Selain itu, tema ini juga mengangkat pentingnya pelestarian tarian tradisional di era digital serta penggunaan tari untuk mendukung kesehatan mental dan kesejahteraan masyarakat.

Bagaimana Hari Tari Internasional Diperingati?

Hari Tari Internasional dirayakan di seluruh dunia melalui berbagai kegiatan kreatif dan edukatif. Banyak kota mengadakan festival tari, pertunjukan tari gratis, workshop, hingga kompetisi tari yang melibatkan publik.
Kegiatan daring juga semakin populer, seperti pertunjukan virtual di Instagram, TikTok Dance Challenge, atau YouTube Live Performance.
Di Indonesia sendiri, komunitas seni dan budaya sering memperingatinya dengan parade tari tradisional, kolaborasi antar sanggar tari, hingga flash mob di tempat umum seperti alun-alun kota besar.
Beberapa kampus seni dan budaya juga membuka panggung bebas bagi masyarakat umum untuk berpartisipasi, menunjukkan bahwa tari bukan hanya milik kalangan profesional, melainkan milik semua orang.

Hari Tari Internasional bukan hanya tentang merayakan keindahan gerak, melainkan juga tentang melestarikan budaya. Tarian tradisional Indonesia seperti Saman, Pendet, dan Reog Ponorogo menjadi bagian tak terpisahkan dari identitas bangsa yang perlu terus diperkenalkan kepada generasi muda.
Tari juga mempererat hubungan sosial, menciptakan komunitas lintas budaya, usia, dan latar belakang. Selain itu, menari memiliki manfaat besar untuk kesehatan fisik dan mental, termasuk meningkatkan mood dan mengurangi stres.

Di sisi lain, industri seni tari turut berkontribusi terhadap pertumbuhan ekonomi kreatif, membuka peluang kerja bagi banyak profesi mulai dari penari, koreografer, hingga guru tari.
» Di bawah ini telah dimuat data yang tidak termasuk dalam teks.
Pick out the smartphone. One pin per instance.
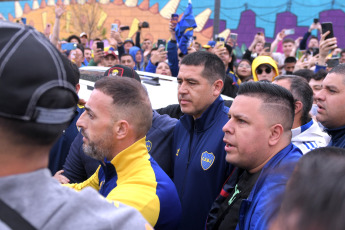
(190, 42)
(124, 28)
(68, 46)
(267, 45)
(174, 19)
(220, 41)
(114, 27)
(233, 39)
(327, 26)
(161, 43)
(332, 62)
(23, 21)
(145, 25)
(100, 45)
(289, 31)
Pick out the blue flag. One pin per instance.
(184, 29)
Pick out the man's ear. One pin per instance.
(277, 131)
(298, 107)
(121, 129)
(218, 86)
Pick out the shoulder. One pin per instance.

Lebih dari 90 negara di dunia aktif memperingati Hari Tari Internasional setiap tahun. Setiap peringatan resmi disertai dengan pesan dari tokoh tari dunia yang diangkat oleh ITI.
Seiring dengan perkembangan zaman, tantangan-tantangan tari seperti TikTok Dance Challenge menjadi bagian populer dari perayaan ini, memperluas jangkauan tari hingga ke generasi muda.
Di beberapa negara, Hari Tari Internasional juga diisi dengan lokakarya pendidikan, pameran kostum tari tradisional, dan proyek-proyek seni kolaboratif lintas negara.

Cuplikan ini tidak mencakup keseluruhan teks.